Compressed weighted de Bruijn graph

Primary LanguageC++MIT LicenseMIT

cw-dBg: the compressed weighted de Bruijn graph

Author: Nicola Prezza. Joint work with Giuseppe Italiano, Blerina Sinaimeri, Rossano Venturini

Description

Warning: experimental code. Runs only on small files. dBg construction is not yet optimized and requires 22 Bytes per input base (in RAM) at the moment

This library builds a compressed representation of the weighted de Bruijn graph. The underlying graph topology is stored using the BOSS representation, while the weights are differentially encoded and sampled on a spanning tree of the graph chosen to minimize the total bit-size of the structure. Results show that on a 20x-covered dataset with 27M distinct kmers (700Mbases in total), the whole structure takes 5.44 bits per kmer (just 18 MB in total).

Download

To clone the repository, run:

git clone http://github.com/nicolaprezza/cw-dBg

Compile

The library has been tested under linux using gcc 9.2.1. You need the SDSL library installed on your system (https://github.com/simongog/sdsl-lite).

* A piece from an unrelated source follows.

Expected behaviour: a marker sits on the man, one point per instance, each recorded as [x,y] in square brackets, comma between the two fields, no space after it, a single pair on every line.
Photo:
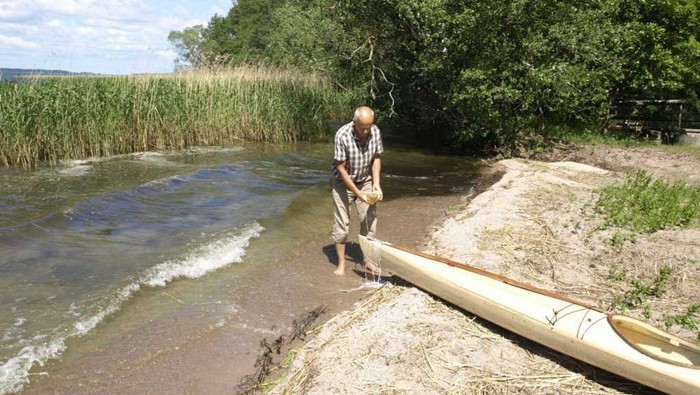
[356,171]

We use cmake to generate the Makefile. Create a build folder in the main cw-dBg folder:

mkdir build

run cmake:

cd build; cmake ..

and compile:

make

Run

After compiling, run

cw-dBg-build [-l nlines] [-a] [-s srate] input k

to build the compressed weighted de Bruijn graph of order k on the file input (a fastq file by default, or a fasta file if option -a is specified). if option -l nlines is specified, build the graph using only the first nlines sequences from the input file. If option -s srate is specified, sample one out of srate weights (default: srate=64).

The tool cw-dBg-check allows to benchmark the data structure previously built as follows:

cw-dBg-check [options] <input_index> <input_fastx>

Options:
    -q Extract and test the structure on the first maximum k-mers in the dataset. Default: 1000000
    -a The input file is fasta. If not specified, it is assumed that the input file is fastq.
    -c Check correctness of the structure against a classic hash (space-consuming!!). Default: false.
    <input_index> Input index built with cw-dbg-build. Mandatory.
    <input_fastx> Fasta/fastq file from which test kmers will be extracted. Must be the same on which the index was built.